For high-net-worth individuals, estate taxes can pose a significant burden, often requiring liquidity that may not be readily available. Life insurance provides a tax-free death benefit that can be used to offset estate taxes, preventing the forced liquidation of valuable assets such as real estate or business holdings.

“Wealthy individuals utilize life insurance as a tool to offset tax liability. It provides liquidity at a critical moment, allowing beneficiaries to maintain ownership and control over assets.” – Christopher Hyman

2. Life Insurance as an Alternative Asset Class

Beyond its traditional role, life insurance can serve as a tax-efficient investment vehicle. Certain policies allow for cash accumulation with tax-deferred growth and tax-free withdrawals, making it a compelling option for individuals looking to diversify their portfolio.

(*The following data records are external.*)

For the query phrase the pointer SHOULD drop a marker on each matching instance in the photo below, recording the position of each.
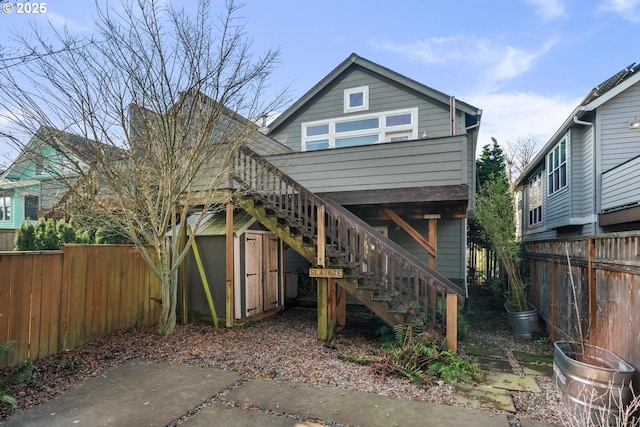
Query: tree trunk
(167, 320)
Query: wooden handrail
(351, 243)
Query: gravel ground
(282, 347)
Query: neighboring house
(35, 181)
(584, 180)
(391, 150)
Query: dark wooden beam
(401, 195)
(619, 217)
(415, 234)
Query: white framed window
(557, 166)
(5, 208)
(535, 199)
(356, 99)
(365, 129)
(31, 206)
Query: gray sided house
(368, 179)
(584, 181)
(395, 152)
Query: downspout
(452, 114)
(472, 190)
(596, 182)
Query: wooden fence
(604, 272)
(56, 300)
(7, 238)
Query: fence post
(452, 322)
(591, 277)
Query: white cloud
(548, 9)
(509, 116)
(496, 63)
(627, 9)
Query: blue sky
(526, 63)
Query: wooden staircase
(390, 281)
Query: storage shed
(258, 288)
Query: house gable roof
(39, 140)
(351, 62)
(596, 97)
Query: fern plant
(414, 352)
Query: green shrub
(418, 354)
(19, 374)
(47, 237)
(26, 237)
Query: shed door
(270, 268)
(253, 273)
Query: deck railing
(364, 253)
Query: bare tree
(519, 154)
(152, 96)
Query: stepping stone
(489, 364)
(539, 370)
(521, 356)
(476, 350)
(512, 382)
(532, 423)
(484, 396)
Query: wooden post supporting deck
(341, 298)
(326, 286)
(229, 314)
(433, 261)
(554, 292)
(452, 322)
(182, 274)
(323, 308)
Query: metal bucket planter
(595, 382)
(523, 323)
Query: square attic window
(356, 99)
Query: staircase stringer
(371, 260)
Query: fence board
(35, 315)
(6, 264)
(51, 301)
(7, 238)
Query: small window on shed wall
(356, 99)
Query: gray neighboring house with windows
(585, 180)
(395, 152)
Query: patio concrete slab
(490, 364)
(533, 423)
(222, 415)
(521, 356)
(484, 396)
(136, 393)
(494, 352)
(512, 382)
(355, 408)
(539, 370)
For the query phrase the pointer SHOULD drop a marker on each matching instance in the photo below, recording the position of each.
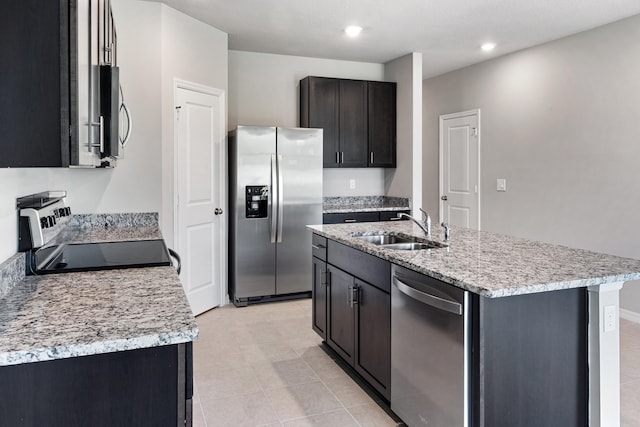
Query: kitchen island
(110, 347)
(543, 322)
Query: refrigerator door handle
(280, 199)
(272, 198)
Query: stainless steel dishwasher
(429, 351)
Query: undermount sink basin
(400, 243)
(414, 246)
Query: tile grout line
(333, 394)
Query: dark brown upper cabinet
(49, 107)
(358, 118)
(382, 124)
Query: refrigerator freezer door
(300, 167)
(254, 262)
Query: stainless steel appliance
(429, 351)
(43, 216)
(275, 190)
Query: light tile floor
(263, 365)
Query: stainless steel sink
(400, 243)
(384, 239)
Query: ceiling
(448, 33)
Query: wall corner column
(604, 355)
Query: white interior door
(460, 169)
(200, 193)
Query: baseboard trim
(630, 315)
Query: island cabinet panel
(341, 315)
(373, 336)
(319, 296)
(151, 386)
(530, 360)
(358, 311)
(369, 268)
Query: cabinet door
(382, 124)
(319, 99)
(373, 336)
(341, 314)
(319, 297)
(353, 123)
(34, 105)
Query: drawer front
(361, 265)
(319, 247)
(340, 218)
(392, 215)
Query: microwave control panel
(257, 200)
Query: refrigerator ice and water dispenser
(257, 198)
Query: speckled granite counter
(57, 316)
(364, 204)
(490, 264)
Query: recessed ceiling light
(353, 30)
(488, 47)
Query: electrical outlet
(609, 318)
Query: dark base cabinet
(146, 387)
(528, 354)
(358, 313)
(529, 360)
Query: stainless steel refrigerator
(275, 189)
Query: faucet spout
(426, 227)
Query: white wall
(191, 51)
(560, 123)
(264, 90)
(406, 179)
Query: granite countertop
(364, 204)
(490, 264)
(64, 315)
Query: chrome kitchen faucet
(426, 227)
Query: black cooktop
(71, 257)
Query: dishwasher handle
(425, 298)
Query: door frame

“In some cases, we design policies with minimal death benefits to maximize cash accumulation, creating a tax-efficient investment vehicle.” – Sean Clark

3. Business Owners and Life Insurance Planning

Business owners face unique challenges, from succession planning to risk management. Life insurance can be leveraged in several ways:

  • Key Person Insurance: Protects businesses from financial loss in case of the death of a crucial team member.
  • Buy-Sell Agreements: Ensures a smooth ownership transition if a business partner passes away.
  • Defined Benefit Plans: Helps business owners maximize pre-tax retirement savings.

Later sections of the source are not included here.